Researchers have uncovered a privilege escalation vulnerability in the Cloud Functions service on the Google Cloud Platform, that could allow an attacker to gain unauthorized access to other services and sensitive data.
Cloud Functions is a serverless environment for executing tasks, allowing developers to create single-purpose functions that run in response to specific events in the cloud without the need for server management or framework updates.
The vulnerability known to be ConfusedFunction discovered by Tenable in which an attacker could escalate their privileges to the level of the default Cloud Build Service account, gaining access to various services such as Cloud Build, artifact registries, and container registries.

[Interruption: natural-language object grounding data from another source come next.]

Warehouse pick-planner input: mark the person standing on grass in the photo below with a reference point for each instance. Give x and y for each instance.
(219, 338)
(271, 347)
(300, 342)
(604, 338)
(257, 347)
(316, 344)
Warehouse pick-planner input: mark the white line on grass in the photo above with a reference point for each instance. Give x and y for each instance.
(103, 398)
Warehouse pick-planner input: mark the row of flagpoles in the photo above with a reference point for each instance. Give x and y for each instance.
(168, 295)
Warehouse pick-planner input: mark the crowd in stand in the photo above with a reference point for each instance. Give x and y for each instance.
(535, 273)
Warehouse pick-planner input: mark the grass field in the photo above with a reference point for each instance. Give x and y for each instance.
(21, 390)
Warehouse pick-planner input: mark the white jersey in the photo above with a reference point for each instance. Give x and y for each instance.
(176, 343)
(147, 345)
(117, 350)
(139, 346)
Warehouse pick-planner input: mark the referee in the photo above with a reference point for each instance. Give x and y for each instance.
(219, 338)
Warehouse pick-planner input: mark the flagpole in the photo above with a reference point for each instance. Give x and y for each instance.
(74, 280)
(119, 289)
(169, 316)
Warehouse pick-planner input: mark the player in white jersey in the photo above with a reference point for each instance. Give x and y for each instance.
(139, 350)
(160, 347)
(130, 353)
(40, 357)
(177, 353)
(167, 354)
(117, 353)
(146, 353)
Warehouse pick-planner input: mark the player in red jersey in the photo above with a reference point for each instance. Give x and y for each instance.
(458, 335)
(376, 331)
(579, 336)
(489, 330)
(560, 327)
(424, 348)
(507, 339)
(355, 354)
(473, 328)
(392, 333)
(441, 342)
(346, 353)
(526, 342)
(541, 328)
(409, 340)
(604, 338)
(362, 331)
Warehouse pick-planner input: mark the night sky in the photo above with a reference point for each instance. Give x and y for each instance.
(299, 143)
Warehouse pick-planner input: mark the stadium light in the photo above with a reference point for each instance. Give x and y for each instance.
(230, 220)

The vulnerability persists in the automatic creation of the Cloud Build account, which is linked to the default Cloud Build instance upon the creation or update of a Cloud Function. This account has excessive privileges, enable the attacker to perform lateral movement and privilege escalation within the victim’s project, as well as to gain unauthorized access.
Following responsible disclosure, Google updated the default behavior to have Cloud Build use the Compute Engine default service account to prevent abuse
Although the fix by GCP reduced the severity of the issue for future deployments, it did not eliminate it. Deploying a Cloud Function still triggers the creation of the specified GCP services, necessitating the assignment of minimally necessary yet sufficiently broad privileges to the Cloud Build account during the function deployment process.